I can’t count the number of left leaning friends I’ve lost this last election cycle. I find that people who identify ideologically as progressives, especially but not uniquely, are by and large intolerant. And unforgiving. And prone to get angry when confused by facts. Freedom of speech, which used to be a cornerstone of liberalism, is now treated like physical violence. This is the first time I can think in history where the grassroots of any party are looking to retard the rights of everyday citizens…. But that’s exactly what’s happening.

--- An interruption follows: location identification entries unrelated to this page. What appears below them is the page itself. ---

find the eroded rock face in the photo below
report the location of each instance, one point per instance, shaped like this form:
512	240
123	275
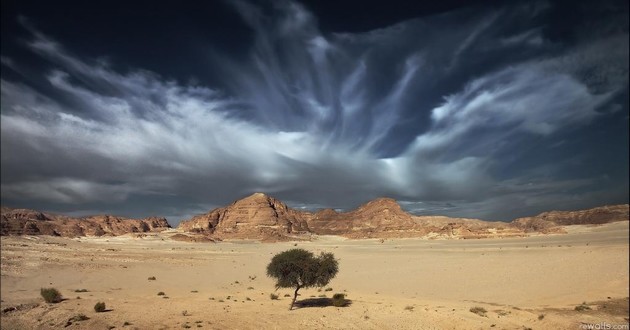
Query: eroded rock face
373	219
256	216
262	217
548	221
30	222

Now how does any of this effect this blog specifically? Well, first off: Whether the blog is centrist or not, the blog is perhaps accidentally counter-culture. Whoever is in power is more able to give Jack ammunition. For the longest time it could appear that Jack was picking on the democrats, because they were supplying him with the most actionable material, they were in power, they did things that effected larger audiences. Sure, there might have been some selection bias, and sure, there might have been some lensing going on… But that just makes the switch that’s happened more profound. Over the last two years, there have been more republicans to talk about, because republicans had gained more power two years ago when the senate swapped. Even then: Hillary was front and centre, because she’s presumably the next president of the United States. Now we’re talking about Trump, oh yes, Hillary’s still there, on a back burner, oh yeah Paul Ryan’s still there, somewhere in a shadow, maybe playing poker with Sanders, Warren and Obama. But forget them, we’re talking about Trump, and why? Because he’s more important than we really want to give him credit for. And that’s perhaps frightening.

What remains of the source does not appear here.